I joined with Pancreatic Cancer UK for Pancreatic Cancer Awareness month, which takes place throughout November, to ensure that people in Delyn know of the facts of pancreatic cancer.
At the event in Parliament, I was informed that, sadly, 102 people in North Wales died of pancreatic cancer in 2015 alone and 142 were diagnosed. Shockingly, a ComRes poll carried out by Pancreatic Cancer UK in 2017 found that 35% of adults in the UK would not be worried if they had a few of the potential symptoms of pancreatic cancer.
Unless action is taken now, pancreatic cancer will become the 4th biggest cancer killer by 2026.
Key information about pancreatic cancer:
• Less than 7% of people with pancreatic cancer will survive beyond 5 years in the UK.
• Five year survival for pancreatic cancer has improved very little since the early 1970’s.
• One person dies of pancreatic cancer every hour. Around 8,800 people die every year of the disease in the UK.
• 80% of people with pancreatic cancer are not diagnosed until the cancer is at an advanced stage.
• Surgery is the only treatment which could save lives, yet only 8% of people with pancreatic cancer have it.

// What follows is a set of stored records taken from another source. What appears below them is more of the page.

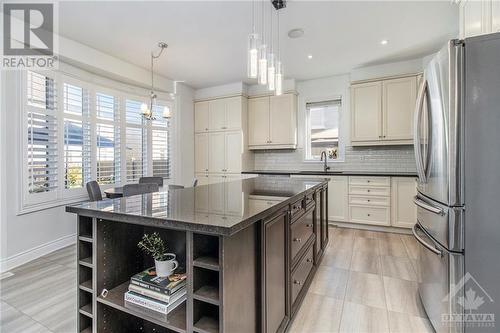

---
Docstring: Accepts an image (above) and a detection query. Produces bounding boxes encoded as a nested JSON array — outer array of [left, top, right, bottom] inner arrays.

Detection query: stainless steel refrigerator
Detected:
[[413, 33, 500, 333]]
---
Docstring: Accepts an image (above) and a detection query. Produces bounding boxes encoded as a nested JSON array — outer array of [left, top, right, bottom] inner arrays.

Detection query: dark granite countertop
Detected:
[[242, 170, 417, 177], [66, 177, 328, 236]]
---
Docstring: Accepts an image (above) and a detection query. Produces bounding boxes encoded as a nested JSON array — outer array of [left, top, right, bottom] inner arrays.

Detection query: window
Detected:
[[151, 105, 171, 178], [26, 71, 58, 194], [96, 93, 120, 184], [125, 99, 147, 183], [63, 83, 91, 189], [306, 100, 341, 160]]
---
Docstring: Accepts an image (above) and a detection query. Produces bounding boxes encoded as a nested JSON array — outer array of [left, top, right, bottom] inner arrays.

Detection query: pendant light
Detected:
[[247, 0, 259, 79], [258, 1, 267, 85], [274, 10, 283, 96], [141, 42, 172, 120]]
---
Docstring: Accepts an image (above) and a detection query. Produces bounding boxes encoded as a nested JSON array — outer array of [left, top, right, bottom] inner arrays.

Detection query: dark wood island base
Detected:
[[67, 177, 328, 333]]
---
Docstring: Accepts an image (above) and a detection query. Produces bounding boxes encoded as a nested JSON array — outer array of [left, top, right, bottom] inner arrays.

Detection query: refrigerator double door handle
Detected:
[[411, 222, 443, 257]]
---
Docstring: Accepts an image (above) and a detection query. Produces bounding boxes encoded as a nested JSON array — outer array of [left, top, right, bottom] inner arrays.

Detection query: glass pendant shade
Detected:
[[247, 33, 259, 79], [258, 44, 267, 85], [267, 53, 276, 91], [274, 61, 283, 96]]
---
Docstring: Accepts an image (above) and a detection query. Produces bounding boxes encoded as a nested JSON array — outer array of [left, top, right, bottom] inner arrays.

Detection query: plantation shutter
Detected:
[[151, 105, 170, 178], [96, 93, 120, 184], [63, 83, 91, 189], [125, 99, 147, 183], [26, 71, 58, 194]]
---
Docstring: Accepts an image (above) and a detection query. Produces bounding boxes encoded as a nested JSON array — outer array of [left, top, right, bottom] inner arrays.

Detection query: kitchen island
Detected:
[[66, 177, 328, 333]]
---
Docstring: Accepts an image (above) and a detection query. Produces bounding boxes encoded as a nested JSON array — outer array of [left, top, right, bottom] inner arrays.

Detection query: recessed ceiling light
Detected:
[[288, 28, 304, 38]]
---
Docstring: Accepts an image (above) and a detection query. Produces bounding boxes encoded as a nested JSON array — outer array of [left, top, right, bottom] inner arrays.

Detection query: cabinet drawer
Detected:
[[290, 199, 306, 219], [349, 176, 391, 186], [292, 244, 313, 303], [290, 209, 314, 262], [349, 185, 391, 196], [349, 195, 390, 206], [349, 206, 390, 225]]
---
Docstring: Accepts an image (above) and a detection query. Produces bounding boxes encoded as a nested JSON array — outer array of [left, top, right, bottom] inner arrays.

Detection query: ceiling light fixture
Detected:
[[141, 42, 172, 120]]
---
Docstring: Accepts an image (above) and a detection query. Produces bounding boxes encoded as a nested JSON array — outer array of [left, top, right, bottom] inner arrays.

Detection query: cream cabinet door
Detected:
[[269, 94, 297, 145], [382, 76, 417, 140], [224, 131, 243, 173], [351, 81, 382, 142], [194, 102, 208, 132], [248, 97, 269, 146], [328, 176, 349, 221], [224, 97, 243, 130], [208, 132, 226, 173], [391, 177, 417, 228], [194, 133, 209, 173], [491, 0, 500, 32], [208, 99, 226, 131]]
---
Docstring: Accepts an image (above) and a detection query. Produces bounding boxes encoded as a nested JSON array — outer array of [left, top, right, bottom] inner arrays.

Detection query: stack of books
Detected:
[[125, 267, 186, 315]]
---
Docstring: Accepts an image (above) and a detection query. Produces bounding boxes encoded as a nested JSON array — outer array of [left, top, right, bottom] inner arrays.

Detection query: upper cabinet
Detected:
[[248, 94, 297, 150], [460, 0, 500, 38], [351, 75, 417, 146], [194, 96, 246, 133]]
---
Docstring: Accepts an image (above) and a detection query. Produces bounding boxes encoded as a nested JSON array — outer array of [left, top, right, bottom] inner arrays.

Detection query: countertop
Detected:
[[242, 170, 417, 177], [66, 177, 328, 236]]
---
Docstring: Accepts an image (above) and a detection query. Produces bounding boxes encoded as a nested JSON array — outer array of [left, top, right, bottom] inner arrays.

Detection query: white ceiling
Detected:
[[59, 0, 458, 88]]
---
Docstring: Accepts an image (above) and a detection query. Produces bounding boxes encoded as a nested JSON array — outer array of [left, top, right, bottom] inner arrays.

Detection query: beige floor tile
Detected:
[[389, 311, 434, 333], [321, 249, 352, 269], [340, 302, 389, 333], [345, 271, 386, 309], [353, 237, 379, 254], [328, 236, 354, 251], [383, 276, 426, 318], [309, 266, 349, 300], [380, 256, 417, 281], [401, 235, 418, 260], [378, 237, 408, 257], [289, 293, 343, 333], [350, 251, 381, 274]]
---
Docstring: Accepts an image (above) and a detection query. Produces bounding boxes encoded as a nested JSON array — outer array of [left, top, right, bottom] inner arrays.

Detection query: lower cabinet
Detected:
[[261, 211, 290, 333]]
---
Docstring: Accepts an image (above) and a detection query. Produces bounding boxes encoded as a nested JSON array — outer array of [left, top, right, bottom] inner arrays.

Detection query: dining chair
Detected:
[[85, 180, 102, 201], [139, 177, 163, 186], [123, 183, 160, 197], [168, 184, 184, 190]]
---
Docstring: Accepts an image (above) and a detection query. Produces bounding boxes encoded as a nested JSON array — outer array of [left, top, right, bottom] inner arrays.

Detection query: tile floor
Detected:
[[0, 228, 433, 333]]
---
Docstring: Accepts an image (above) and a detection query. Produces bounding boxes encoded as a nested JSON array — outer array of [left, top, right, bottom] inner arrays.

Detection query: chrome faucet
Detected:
[[321, 150, 330, 172]]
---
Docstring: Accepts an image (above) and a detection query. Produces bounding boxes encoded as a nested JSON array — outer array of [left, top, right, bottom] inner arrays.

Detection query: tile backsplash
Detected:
[[255, 146, 416, 172]]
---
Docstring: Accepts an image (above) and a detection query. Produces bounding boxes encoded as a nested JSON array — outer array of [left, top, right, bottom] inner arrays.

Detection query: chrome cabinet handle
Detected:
[[413, 197, 444, 215], [411, 223, 443, 256]]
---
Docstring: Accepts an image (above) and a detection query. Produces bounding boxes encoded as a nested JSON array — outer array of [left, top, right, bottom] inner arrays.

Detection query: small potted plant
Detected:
[[137, 232, 179, 277]]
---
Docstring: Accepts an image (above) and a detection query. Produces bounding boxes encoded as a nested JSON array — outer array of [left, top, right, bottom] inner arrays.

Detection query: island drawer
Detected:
[[292, 243, 314, 303], [349, 176, 391, 186], [349, 185, 391, 196], [290, 208, 314, 261], [349, 195, 391, 206], [349, 206, 390, 225], [290, 199, 306, 219]]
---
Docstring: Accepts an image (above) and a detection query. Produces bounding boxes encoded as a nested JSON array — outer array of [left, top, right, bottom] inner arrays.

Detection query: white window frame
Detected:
[[17, 69, 176, 215], [303, 95, 345, 163]]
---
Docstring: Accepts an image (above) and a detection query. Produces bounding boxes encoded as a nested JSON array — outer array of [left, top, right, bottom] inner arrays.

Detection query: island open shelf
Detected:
[[66, 178, 328, 333]]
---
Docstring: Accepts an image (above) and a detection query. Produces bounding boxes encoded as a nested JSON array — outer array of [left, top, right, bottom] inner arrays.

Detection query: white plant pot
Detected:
[[155, 253, 179, 277]]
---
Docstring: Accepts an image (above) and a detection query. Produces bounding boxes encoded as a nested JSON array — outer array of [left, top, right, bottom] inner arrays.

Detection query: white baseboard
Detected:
[[328, 221, 411, 234], [0, 234, 76, 273]]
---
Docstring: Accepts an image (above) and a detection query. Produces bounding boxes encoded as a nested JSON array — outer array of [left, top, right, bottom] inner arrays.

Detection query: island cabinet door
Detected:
[[261, 211, 290, 333]]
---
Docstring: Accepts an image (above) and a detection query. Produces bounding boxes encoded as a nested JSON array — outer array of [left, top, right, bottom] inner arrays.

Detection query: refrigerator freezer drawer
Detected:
[[414, 195, 464, 252]]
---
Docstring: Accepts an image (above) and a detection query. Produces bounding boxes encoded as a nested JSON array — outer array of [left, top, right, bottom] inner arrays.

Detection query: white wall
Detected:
[[0, 38, 194, 272]]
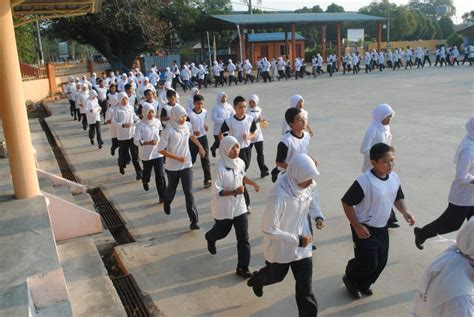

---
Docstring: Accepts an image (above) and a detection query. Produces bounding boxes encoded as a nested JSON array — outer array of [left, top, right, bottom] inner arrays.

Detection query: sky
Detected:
[[231, 0, 474, 23]]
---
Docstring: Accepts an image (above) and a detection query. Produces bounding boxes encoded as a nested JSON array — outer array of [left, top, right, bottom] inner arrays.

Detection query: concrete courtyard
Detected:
[[43, 66, 474, 316]]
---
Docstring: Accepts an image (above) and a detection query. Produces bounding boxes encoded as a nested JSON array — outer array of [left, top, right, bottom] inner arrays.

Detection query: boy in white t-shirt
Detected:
[[341, 143, 415, 299]]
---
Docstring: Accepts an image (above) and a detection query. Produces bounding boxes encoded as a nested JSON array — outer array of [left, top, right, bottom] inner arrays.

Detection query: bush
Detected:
[[446, 33, 464, 49]]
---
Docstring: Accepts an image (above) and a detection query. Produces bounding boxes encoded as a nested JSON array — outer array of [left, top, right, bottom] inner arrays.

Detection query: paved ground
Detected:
[[48, 67, 474, 316]]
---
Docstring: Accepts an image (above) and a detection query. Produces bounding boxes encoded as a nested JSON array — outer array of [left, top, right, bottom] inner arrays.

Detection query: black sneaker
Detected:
[[189, 222, 201, 230], [360, 288, 374, 296], [206, 239, 217, 254], [342, 275, 362, 299], [235, 267, 252, 278], [413, 227, 425, 250], [387, 221, 400, 229], [163, 202, 171, 215], [247, 272, 263, 297]]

• Around 9,600 people are diagnosed with pancreatic cancer per year in the UK. That’s 26 people every day.
Pancreatic Cancer UK is taking on pancreatic cancer through research, support and campaigning to transform the future for people affected.
It was devastating to learn that 102 people in North Wales lost their lives to pancreatic cancer in 2015. I know that the Welsh Assembly is working hard on its Cancer Delivery Plan to address the challenges we face as our growing and aging population will eventually see 1 in 2 of us developing cancer. They need to be given the help and support they need by the UK Government to ensure that we can reduce the deaths from all cancers.
Working with Pancreatic Cancer UK is important as it ensures that MPs have access to the latest information so that we can better scrutinise the Government on its plans. Over the years I have built up a strong working relationship with most of the UKs cancer charities and it helps us to raise awareness of cancer in Delyn.